Si les universités et les représentants du milieu de l'éducation ont refusé de réagir au projet de Charte des valeurs ou l'ont fait avec une extrême prudence, plus de 200 intellectuels - en majorité des professeurs d'université et de cégeps - y vont d'une fronde concertée contre son adoption.

«Cette réactivation programmée des passions tristes et mesquines n'est pas à la hauteur des valeurs largement partagées ici comme ailleurs», peut-on lire dans cette lettre intitulée «Nos valeurs excluent l'exclusion» et cosignée entre autres par Michel Seymour, professeur de philosophie à l'Université de Montréal et Daniel Weinstock, professeur de droit à l'Université McGill.

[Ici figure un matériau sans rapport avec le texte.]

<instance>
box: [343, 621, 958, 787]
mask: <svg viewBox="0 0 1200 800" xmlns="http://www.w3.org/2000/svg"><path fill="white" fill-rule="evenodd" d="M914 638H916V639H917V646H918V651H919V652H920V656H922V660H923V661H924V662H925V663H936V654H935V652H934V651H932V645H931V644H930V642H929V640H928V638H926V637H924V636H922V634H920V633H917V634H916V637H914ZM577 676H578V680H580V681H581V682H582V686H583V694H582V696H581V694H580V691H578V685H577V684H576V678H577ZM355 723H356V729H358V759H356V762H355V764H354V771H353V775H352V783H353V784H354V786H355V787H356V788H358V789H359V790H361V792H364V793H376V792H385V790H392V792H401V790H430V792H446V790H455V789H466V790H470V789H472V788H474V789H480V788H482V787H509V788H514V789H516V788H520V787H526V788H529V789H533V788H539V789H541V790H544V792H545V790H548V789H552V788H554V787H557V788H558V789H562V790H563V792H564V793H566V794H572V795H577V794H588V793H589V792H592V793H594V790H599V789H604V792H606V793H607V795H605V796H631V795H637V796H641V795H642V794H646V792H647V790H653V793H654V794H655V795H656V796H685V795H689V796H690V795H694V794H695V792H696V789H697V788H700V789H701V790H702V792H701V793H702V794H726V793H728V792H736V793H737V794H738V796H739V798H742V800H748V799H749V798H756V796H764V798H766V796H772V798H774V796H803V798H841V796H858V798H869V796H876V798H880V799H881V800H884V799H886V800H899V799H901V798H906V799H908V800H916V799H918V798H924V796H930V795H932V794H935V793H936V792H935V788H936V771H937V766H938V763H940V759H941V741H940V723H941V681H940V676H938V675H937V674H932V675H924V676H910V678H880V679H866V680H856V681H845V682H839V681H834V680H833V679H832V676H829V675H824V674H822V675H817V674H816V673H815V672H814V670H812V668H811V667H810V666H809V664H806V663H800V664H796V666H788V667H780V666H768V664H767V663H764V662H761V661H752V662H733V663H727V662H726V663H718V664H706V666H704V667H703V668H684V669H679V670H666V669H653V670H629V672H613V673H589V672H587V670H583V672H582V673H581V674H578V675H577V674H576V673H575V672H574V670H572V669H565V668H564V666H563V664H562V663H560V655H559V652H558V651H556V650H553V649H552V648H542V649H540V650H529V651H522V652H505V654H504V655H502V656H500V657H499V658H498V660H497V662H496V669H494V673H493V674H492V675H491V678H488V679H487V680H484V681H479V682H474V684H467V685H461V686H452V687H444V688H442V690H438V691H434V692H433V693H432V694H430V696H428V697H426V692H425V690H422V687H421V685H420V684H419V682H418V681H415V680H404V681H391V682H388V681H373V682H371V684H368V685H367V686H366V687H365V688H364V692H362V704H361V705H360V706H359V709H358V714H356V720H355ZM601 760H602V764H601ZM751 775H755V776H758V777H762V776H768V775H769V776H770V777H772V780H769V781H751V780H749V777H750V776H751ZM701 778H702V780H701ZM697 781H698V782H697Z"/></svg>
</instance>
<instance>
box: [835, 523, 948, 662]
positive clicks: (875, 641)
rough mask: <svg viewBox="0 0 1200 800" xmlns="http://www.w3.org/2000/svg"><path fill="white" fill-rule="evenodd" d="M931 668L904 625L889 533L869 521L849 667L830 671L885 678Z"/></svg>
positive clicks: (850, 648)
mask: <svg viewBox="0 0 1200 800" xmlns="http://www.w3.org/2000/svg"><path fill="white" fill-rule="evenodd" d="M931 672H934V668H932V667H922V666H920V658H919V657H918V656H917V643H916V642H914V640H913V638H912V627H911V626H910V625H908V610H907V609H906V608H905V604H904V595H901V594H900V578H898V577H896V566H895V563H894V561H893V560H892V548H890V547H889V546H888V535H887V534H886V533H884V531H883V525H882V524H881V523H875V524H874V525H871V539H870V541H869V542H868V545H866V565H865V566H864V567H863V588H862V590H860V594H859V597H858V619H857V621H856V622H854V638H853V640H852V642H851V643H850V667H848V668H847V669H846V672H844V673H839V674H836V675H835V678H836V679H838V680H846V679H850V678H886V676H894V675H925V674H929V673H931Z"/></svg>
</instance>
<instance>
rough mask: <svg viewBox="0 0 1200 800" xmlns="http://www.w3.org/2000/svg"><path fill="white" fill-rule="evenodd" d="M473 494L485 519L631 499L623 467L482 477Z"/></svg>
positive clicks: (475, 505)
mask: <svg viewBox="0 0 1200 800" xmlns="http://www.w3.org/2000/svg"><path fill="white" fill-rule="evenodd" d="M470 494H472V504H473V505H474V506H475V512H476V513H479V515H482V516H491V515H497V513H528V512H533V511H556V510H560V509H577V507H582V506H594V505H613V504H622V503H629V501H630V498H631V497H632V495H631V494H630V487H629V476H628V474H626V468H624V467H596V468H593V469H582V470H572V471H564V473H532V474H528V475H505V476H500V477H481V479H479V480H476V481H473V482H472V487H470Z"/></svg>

Très en verve, les signataires espèrent que la «voix de la méfiance qui formule cette Charte soit couverte par celle, plus tendre, avec laquelle Pauline Julien chantait jadis ce rêve de "chaleur", d'"amitié", de «pain à partager» avec «l'Arabe, le Noir, l'homme d'ailleurs, l'homme de partout».

La lettre est très dure envers le gouvernement Marois, «un gouvernement à la dérive» qui «n'a plus que la carte identitaire à jouer pour déjouer ses adversaires encore plus à droite et si possible diviser la gauche au nom de la laïcité".

Ce «fantasme d'une définition non conflictuelle de la collectivité québécoise» se transpose en une «banalisation de l'intolérance et de la stigmatisation fondée sur les stéréotypes». Cela ne fera que marginaliser davantage les communautés culturelles, selon les auteurs de la lettre, et particulièrement les femmes, déjà «plus souvent qu'autrement défavorisées par les rapports de pouvoir et de production dans lesquelles elles s'insèrent».

S'il a signé cette lettre, Daniel Weinstock dit que c'est parce que sa conscience professionnelle l'interpelle et qu'il doit utiliser toutes les tribunes possibles pour dénoncer cette Charte.

«Il n'y a actuellement aucun péril en la demeure qui légitime la limitation de droits individuels en une Charte à géométrie variable qui engendre toutes sortes d'inégalités et d'exceptions.»